Kevin from the Other Dimension: I actually sent the pilot movie to the Lorelyne photographer who shot the Three Norns models used in Misrepresentation of Our Gods through the Media. I thought she would get a laugh out of it. I was wrong. She called me a thief and said that she could not allow it, because I used the photos without asking first. It didn't matter that the cartoon was funny or not. She didn't care. It put the spook in me, because that photo was available for free on yahoo images, and I imagine it's been downloaded a few hundred times as a desktop background. I don't think she realized this was a fan project. She had no context. Her anger made me realize, however, that every photo background I used on Bad Goddess could get me in legal trouble.

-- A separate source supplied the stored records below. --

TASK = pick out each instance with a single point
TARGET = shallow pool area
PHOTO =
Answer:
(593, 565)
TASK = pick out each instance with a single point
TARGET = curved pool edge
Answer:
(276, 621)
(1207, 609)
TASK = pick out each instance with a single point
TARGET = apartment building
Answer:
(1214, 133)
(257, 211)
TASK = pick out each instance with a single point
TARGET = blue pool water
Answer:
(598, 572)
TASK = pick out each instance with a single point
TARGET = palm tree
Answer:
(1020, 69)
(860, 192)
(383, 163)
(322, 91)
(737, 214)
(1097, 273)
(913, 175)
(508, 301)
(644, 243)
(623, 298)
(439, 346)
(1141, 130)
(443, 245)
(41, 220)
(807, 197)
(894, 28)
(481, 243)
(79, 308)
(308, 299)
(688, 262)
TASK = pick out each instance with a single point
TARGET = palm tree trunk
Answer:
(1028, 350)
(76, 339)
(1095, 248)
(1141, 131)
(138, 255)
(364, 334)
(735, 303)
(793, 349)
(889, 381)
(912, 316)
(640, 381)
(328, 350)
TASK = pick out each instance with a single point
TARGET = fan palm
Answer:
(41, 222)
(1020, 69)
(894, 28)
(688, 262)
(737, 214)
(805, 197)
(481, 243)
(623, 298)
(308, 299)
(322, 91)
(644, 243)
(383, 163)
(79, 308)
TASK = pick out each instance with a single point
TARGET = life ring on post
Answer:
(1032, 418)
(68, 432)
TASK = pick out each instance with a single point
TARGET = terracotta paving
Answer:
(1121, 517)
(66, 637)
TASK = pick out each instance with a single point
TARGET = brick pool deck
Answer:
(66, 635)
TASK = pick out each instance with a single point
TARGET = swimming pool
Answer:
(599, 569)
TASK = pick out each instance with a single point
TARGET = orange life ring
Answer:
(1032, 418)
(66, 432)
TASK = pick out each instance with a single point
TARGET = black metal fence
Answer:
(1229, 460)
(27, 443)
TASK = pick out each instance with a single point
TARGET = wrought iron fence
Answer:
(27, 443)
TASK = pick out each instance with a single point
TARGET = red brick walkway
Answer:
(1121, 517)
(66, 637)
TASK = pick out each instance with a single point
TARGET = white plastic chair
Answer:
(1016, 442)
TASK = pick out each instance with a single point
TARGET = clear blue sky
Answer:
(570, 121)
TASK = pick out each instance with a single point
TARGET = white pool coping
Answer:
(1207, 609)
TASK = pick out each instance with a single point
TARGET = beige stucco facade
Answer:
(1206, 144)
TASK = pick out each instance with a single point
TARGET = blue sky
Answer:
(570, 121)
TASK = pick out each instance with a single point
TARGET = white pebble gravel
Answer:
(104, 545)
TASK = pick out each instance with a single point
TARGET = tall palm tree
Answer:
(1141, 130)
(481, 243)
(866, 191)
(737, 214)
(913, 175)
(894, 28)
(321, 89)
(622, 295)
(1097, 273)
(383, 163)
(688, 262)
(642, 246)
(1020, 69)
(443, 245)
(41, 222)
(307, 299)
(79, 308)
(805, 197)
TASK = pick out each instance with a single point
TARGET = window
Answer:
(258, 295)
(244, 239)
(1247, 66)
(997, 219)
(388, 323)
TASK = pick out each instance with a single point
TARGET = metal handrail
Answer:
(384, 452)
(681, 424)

Kevin from the Other Dimension: I tried my best to avoid drama, but drama came looking for me anyways. We had a female guest on set disguised in a cosplay mask, and whenever I jokingly asked who it was, everyone in the room lashed out at me. At first I thought they were joking and it was funny. Then it turned malicious. Instead of just telling me who was under the mask and ending the affair, which apparently was common knowledge to everyone at the studio except myself, Courtney Manor, from Ladies of Fandom, threatened to have me forcibly removed from the studio, which she did not have the authority to do. As I was giving free volunteer work without pay, after being blacklisted for years, I took personal offense to this and walked out immediately. My producer Rebekah Brown followed me out into the parking lot and desperately tried to talk some sense into me, telling me not to let the bullies win. But Rebekah didn't understand, I have severe bipolar disorder, my emotions are not a switch that I can turn on and off. If you mess with me like that, it can screw me up for the entire day. Rebekah Brown and Jessie Huff are the two Fanboy TV crew who stood by me throughout the entire run, even after my unfortunate end. Gavin Stone tried to go the distance too, but Rebekah and Jessie took it to the very end when Gavin Stone couldn't because he was afraid of the consequences of turning against his own friends.